L’AUXILIAIRE VÉTÉRINAIRE EN RADIOLOGIE - Ma revue n° 1632 du 01/05/2015 - Le Point Vétérinaire.fr
Ma revue n° 1632 du 01/05/2015

Dossier

Auteur(s) : Élodie Goffart

Fonctions : Docteur vétérinaire, praticienne dans l’Essonne

Malgré le développement de nouvelles techniques d’imagerie médicale, la radiologie reste fréquemment pratiquée dans les cabinets et les cliniques vétérinaires. Elle constitue un excellent examen de première intention lors de troubles orthopédiques, respiratoires, cardiaques ou digestifs. Mais des mesures de protection sont indispensables pour les opérateurs.

L’auxiliaire est en première ligne lors des radiographies car il intervient généralement pour la contention de l’animal. Il est important de bien connaître les règles à respecter lors de cet examen, ainsi que la législation qui s’y rapporte, dont l’objectif est d’assurer la sécurité et la santé des personnels exposés aux rayons X. Les particularités de la réalisation de radiographies en dehors du cabinet (en équine en particulier) ne seront pas détaillées ici.

La technologie évolue de l’argentique au numérique

La radiologie consiste à explorer le corps de manière non invasive. Les rayons X sont émis par l’appareil de radiologie. Ils traversent l’animal et viennent imprimer une image sur une plaque radiographique. L’image ainsi obtenue dépend de la densité et de la particularité de chaque tissu traversé (os, tissu mou, air, eau) et donne une vision de l’intérieur du corps de l’animal.

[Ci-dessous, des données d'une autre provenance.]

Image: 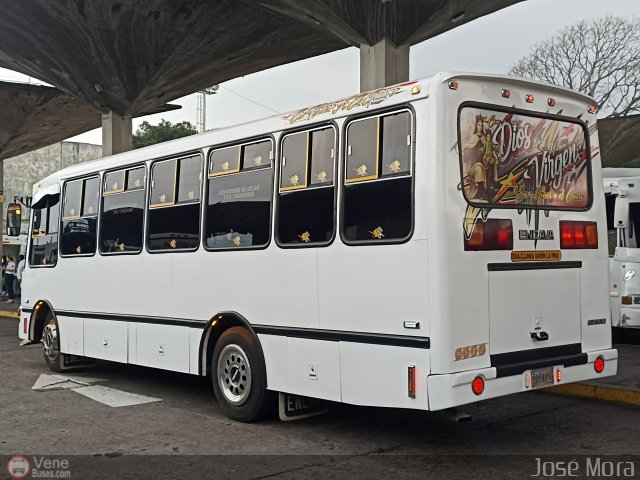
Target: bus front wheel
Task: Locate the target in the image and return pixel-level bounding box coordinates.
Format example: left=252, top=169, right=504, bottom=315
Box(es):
left=211, top=327, right=275, bottom=422
left=42, top=314, right=62, bottom=373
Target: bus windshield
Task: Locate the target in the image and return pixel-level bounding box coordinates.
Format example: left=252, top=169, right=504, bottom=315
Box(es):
left=458, top=106, right=591, bottom=210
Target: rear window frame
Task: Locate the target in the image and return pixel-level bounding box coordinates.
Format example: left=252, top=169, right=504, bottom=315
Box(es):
left=456, top=101, right=594, bottom=212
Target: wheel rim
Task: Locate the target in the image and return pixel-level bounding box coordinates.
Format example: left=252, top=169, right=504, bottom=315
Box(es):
left=42, top=320, right=60, bottom=360
left=217, top=344, right=253, bottom=405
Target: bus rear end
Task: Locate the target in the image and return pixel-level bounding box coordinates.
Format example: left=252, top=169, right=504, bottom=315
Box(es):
left=428, top=75, right=617, bottom=410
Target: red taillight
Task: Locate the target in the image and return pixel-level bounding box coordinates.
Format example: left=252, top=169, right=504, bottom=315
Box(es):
left=471, top=375, right=484, bottom=395
left=560, top=221, right=598, bottom=248
left=464, top=218, right=513, bottom=251
left=593, top=357, right=604, bottom=373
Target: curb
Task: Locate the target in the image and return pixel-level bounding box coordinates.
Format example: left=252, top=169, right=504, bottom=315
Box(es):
left=545, top=383, right=640, bottom=405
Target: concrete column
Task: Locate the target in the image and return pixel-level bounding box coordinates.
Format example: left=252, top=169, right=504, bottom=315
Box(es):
left=0, top=160, right=5, bottom=256
left=102, top=112, right=133, bottom=157
left=360, top=39, right=409, bottom=92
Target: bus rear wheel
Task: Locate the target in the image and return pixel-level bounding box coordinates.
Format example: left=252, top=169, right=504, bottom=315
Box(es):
left=42, top=314, right=62, bottom=373
left=211, top=327, right=275, bottom=422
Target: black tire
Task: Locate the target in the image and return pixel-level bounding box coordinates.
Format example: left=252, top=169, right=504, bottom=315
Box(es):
left=211, top=327, right=276, bottom=423
left=42, top=313, right=62, bottom=373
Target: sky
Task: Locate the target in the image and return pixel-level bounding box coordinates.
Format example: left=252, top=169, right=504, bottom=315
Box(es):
left=0, top=0, right=640, bottom=144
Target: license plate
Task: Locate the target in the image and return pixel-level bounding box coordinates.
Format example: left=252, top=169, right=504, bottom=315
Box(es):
left=531, top=367, right=553, bottom=388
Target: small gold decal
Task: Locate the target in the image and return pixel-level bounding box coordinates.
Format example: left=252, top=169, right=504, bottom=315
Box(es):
left=316, top=170, right=327, bottom=182
left=454, top=343, right=487, bottom=362
left=387, top=160, right=400, bottom=173
left=298, top=231, right=311, bottom=243
left=369, top=227, right=384, bottom=238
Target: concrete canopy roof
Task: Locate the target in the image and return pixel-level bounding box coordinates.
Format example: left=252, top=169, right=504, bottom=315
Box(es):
left=598, top=115, right=640, bottom=167
left=0, top=0, right=521, bottom=115
left=0, top=82, right=180, bottom=160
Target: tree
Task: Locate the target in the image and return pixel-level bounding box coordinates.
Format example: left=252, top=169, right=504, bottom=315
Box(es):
left=133, top=118, right=198, bottom=148
left=509, top=16, right=640, bottom=117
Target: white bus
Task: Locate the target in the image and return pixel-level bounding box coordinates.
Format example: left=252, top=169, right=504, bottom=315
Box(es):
left=19, top=74, right=617, bottom=421
left=602, top=168, right=640, bottom=338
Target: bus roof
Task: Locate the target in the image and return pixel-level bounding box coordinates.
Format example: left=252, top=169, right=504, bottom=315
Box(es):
left=34, top=72, right=594, bottom=197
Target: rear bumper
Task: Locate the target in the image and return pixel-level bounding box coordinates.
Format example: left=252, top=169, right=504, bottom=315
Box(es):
left=427, top=349, right=618, bottom=410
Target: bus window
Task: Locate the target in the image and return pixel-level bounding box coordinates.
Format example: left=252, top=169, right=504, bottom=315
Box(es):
left=29, top=195, right=60, bottom=267
left=341, top=110, right=413, bottom=243
left=147, top=155, right=202, bottom=251
left=60, top=177, right=99, bottom=256
left=204, top=140, right=273, bottom=249
left=276, top=127, right=336, bottom=246
left=99, top=167, right=145, bottom=253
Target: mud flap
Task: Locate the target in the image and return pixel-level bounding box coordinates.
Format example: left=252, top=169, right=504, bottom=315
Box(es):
left=60, top=353, right=96, bottom=371
left=278, top=392, right=329, bottom=422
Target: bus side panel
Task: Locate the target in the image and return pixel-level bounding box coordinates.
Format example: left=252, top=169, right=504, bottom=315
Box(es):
left=318, top=240, right=429, bottom=337
left=57, top=315, right=84, bottom=356
left=340, top=342, right=429, bottom=410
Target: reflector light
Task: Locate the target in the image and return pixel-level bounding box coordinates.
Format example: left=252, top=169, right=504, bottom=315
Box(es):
left=471, top=375, right=484, bottom=395
left=593, top=357, right=604, bottom=373
left=560, top=221, right=598, bottom=249
left=407, top=365, right=416, bottom=398
left=464, top=218, right=513, bottom=251
left=556, top=368, right=562, bottom=383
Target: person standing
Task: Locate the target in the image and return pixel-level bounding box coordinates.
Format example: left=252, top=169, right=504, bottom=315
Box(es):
left=4, top=255, right=16, bottom=303
left=0, top=255, right=7, bottom=297
left=13, top=255, right=25, bottom=296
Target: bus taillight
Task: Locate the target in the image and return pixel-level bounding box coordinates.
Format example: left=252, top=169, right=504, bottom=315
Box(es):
left=464, top=218, right=513, bottom=251
left=560, top=221, right=598, bottom=248
left=471, top=375, right=484, bottom=395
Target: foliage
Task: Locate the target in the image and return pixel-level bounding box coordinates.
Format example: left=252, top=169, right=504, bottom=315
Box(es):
left=509, top=16, right=640, bottom=117
left=133, top=119, right=198, bottom=148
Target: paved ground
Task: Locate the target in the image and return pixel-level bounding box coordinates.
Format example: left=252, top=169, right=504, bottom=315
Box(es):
left=0, top=318, right=640, bottom=479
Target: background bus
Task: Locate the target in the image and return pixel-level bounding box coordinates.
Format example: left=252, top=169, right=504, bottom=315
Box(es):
left=13, top=74, right=617, bottom=421
left=602, top=168, right=640, bottom=339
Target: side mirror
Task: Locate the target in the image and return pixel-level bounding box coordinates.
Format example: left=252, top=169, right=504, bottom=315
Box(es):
left=7, top=203, right=22, bottom=237
left=613, top=197, right=629, bottom=228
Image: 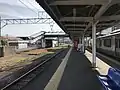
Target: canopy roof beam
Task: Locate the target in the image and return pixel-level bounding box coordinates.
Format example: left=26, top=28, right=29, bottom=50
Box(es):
left=50, top=0, right=108, bottom=5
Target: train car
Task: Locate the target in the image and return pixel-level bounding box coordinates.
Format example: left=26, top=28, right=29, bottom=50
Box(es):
left=96, top=32, right=120, bottom=58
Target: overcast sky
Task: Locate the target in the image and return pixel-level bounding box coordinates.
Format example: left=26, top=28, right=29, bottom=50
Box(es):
left=0, top=0, right=62, bottom=36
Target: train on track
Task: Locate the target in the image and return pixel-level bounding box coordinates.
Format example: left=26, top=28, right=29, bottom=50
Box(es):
left=96, top=32, right=120, bottom=59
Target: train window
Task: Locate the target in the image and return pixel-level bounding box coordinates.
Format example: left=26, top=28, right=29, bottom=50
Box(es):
left=104, top=39, right=111, bottom=47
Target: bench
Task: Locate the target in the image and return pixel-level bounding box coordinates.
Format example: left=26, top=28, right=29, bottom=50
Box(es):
left=97, top=68, right=120, bottom=90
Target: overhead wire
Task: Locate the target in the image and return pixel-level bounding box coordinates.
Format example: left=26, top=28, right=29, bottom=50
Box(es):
left=19, top=0, right=38, bottom=14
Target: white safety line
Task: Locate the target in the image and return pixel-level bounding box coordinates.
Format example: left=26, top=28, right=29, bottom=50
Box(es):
left=44, top=47, right=72, bottom=90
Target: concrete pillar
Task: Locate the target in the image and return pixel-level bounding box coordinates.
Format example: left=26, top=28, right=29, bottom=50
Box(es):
left=92, top=23, right=96, bottom=67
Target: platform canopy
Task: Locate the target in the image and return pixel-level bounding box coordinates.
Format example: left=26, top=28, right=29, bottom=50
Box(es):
left=36, top=0, right=120, bottom=36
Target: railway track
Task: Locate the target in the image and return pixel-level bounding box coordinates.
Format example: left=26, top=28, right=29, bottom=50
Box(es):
left=1, top=50, right=63, bottom=90
left=87, top=48, right=120, bottom=68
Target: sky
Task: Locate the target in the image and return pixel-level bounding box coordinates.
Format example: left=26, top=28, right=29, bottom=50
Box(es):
left=0, top=0, right=62, bottom=36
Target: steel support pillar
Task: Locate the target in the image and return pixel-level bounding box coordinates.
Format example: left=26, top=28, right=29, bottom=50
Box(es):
left=58, top=36, right=60, bottom=47
left=0, top=17, right=2, bottom=37
left=0, top=17, right=2, bottom=46
left=82, top=35, right=85, bottom=53
left=92, top=23, right=96, bottom=67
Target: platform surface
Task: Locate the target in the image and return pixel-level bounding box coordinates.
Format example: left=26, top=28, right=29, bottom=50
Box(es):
left=58, top=50, right=102, bottom=90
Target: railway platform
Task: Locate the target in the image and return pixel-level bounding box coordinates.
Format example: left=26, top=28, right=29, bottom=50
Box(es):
left=23, top=48, right=102, bottom=90
left=48, top=49, right=101, bottom=90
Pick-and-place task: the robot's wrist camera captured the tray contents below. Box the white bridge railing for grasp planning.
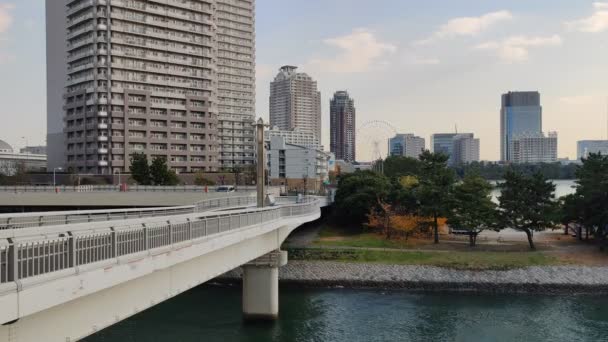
[0,198,321,284]
[0,196,256,231]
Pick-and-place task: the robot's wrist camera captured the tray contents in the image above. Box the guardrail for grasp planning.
[0,199,320,283]
[0,185,256,193]
[0,196,256,230]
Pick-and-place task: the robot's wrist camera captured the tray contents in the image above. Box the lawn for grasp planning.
[289,248,565,270]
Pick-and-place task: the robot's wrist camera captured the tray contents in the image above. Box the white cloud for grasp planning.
[475,35,562,63]
[307,28,397,73]
[0,4,15,34]
[416,10,513,45]
[558,95,595,106]
[566,2,608,33]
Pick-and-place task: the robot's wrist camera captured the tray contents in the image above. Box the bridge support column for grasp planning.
[243,250,287,321]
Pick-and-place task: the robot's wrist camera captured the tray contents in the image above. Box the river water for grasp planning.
[86,286,608,342]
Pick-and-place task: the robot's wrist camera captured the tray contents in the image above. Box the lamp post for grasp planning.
[53,167,63,188]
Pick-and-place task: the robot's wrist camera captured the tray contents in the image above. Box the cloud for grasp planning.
[558,95,595,106]
[566,2,608,33]
[405,56,441,65]
[415,10,513,45]
[475,35,562,63]
[307,28,397,73]
[0,4,15,34]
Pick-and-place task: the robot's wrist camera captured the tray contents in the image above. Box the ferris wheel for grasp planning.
[357,120,397,162]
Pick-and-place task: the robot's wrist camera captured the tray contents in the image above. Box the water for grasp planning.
[86,287,608,342]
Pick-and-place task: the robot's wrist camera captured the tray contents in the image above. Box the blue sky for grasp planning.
[0,0,608,160]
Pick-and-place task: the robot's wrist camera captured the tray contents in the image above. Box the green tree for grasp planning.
[448,176,498,247]
[499,171,556,249]
[150,157,179,185]
[334,171,390,225]
[417,151,455,243]
[575,154,608,245]
[384,156,420,178]
[129,153,152,185]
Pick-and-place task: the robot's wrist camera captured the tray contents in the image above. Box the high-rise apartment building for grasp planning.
[329,91,356,162]
[576,140,608,160]
[47,0,255,174]
[500,91,543,161]
[214,0,255,169]
[270,65,321,140]
[509,132,557,164]
[450,134,480,165]
[431,133,458,157]
[388,134,426,159]
[264,127,323,150]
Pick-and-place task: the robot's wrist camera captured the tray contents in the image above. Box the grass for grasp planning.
[313,226,416,248]
[289,248,564,270]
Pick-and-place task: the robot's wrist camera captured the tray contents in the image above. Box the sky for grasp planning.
[0,0,608,160]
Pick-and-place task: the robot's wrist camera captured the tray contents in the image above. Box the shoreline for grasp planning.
[213,261,608,295]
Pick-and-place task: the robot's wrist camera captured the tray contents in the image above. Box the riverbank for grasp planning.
[218,261,608,294]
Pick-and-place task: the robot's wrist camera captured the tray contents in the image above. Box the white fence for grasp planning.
[0,198,321,283]
[0,196,256,230]
[0,185,256,193]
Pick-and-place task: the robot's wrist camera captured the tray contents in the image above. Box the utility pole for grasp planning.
[254,118,267,208]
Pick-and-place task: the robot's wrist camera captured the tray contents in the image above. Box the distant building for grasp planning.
[431,133,480,165]
[431,133,458,157]
[19,146,46,154]
[388,134,426,159]
[500,91,543,161]
[576,140,608,160]
[329,91,357,162]
[264,126,323,150]
[267,136,332,190]
[270,65,321,139]
[450,134,480,165]
[509,132,557,164]
[0,140,46,176]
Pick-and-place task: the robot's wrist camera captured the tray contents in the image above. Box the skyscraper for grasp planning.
[500,91,543,161]
[388,134,426,159]
[270,65,321,139]
[450,134,480,165]
[47,0,255,174]
[509,132,557,164]
[329,91,356,162]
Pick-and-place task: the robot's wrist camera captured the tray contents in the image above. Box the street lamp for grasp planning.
[53,167,63,188]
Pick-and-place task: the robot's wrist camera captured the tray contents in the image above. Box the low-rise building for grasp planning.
[509,132,557,164]
[576,140,608,160]
[267,136,332,191]
[0,140,46,176]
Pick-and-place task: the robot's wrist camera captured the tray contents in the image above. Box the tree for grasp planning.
[150,157,179,185]
[129,153,152,185]
[571,153,608,244]
[416,151,454,243]
[334,171,390,225]
[499,171,556,249]
[384,156,420,178]
[448,176,498,247]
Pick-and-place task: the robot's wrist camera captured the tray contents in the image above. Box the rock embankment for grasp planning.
[221,261,608,293]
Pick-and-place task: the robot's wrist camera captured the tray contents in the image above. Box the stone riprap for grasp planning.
[221,261,608,293]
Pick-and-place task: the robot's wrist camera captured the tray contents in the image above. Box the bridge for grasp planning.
[0,197,329,342]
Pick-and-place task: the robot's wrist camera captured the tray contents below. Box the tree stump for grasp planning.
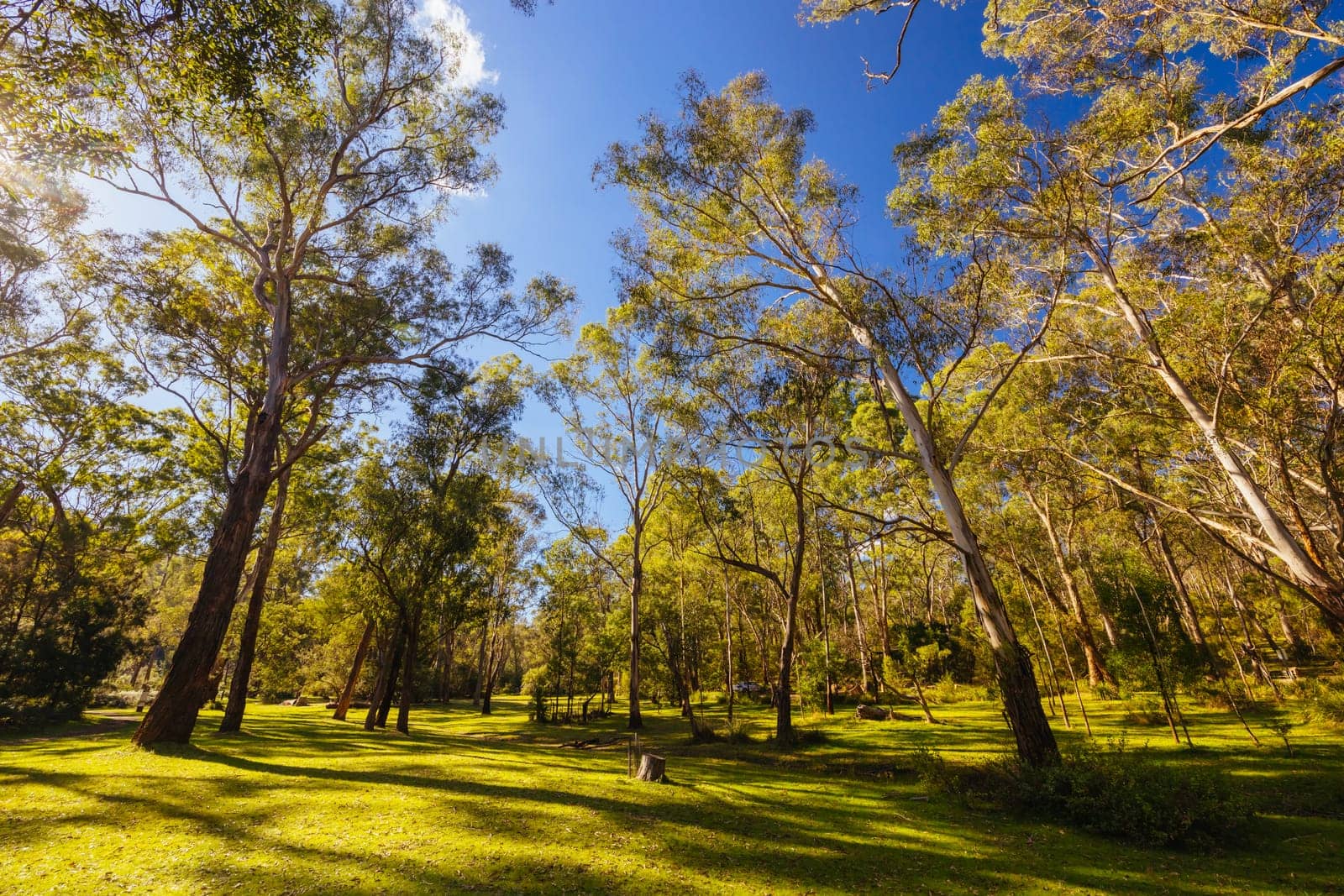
[634,752,668,783]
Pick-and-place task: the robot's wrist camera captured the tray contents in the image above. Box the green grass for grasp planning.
[0,697,1344,893]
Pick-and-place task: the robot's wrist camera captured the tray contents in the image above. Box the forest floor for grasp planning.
[0,697,1344,894]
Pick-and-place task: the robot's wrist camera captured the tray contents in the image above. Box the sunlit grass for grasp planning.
[0,697,1344,893]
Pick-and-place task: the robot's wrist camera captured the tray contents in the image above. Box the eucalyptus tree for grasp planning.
[600,76,1059,764]
[0,331,176,721]
[672,307,845,744]
[891,0,1344,625]
[92,0,570,744]
[539,317,679,728]
[347,359,522,732]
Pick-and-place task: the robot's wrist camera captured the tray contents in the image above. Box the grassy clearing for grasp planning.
[0,697,1344,893]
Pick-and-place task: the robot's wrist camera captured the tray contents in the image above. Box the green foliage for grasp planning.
[891,619,976,684]
[914,739,1252,849]
[1304,676,1344,730]
[0,332,171,723]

La tendance est à la généralisation des appareils de radiographie numérique dans les cabinets et les cliniques vétérinaires. Ils fournissent des images de très haute qualité, et leur technique libère de la contrainte de posséder un appareil à développer les radiographies. En effet, les liquides utilisés pour le développement sont toxiques, leur élimination est soumise à des règles, l’entretien de cet outil est contraignant et fastidieux, et la qualité des images rendues dépend fortement de celle des bains de développement.

La radiographie tend à perdre de son importance, à la faveur d’autres techniques d’imagerie d’évolution récente (échographie, scanner, résonnance magnétique ou IRM). Elle reste toutefois très intéressante en première intention dans de multiples situations cliniques (encadré page 8) et demeure un examen très couramment pratiqué. Les structures de soins vétérinaires possèdent presque toutes un appareil de radiologie, alors que les autres techniques sont beaucoup moins répandues en raison de leur coût et de la nécessité de se former spécifiquement pour savoir les utiliser.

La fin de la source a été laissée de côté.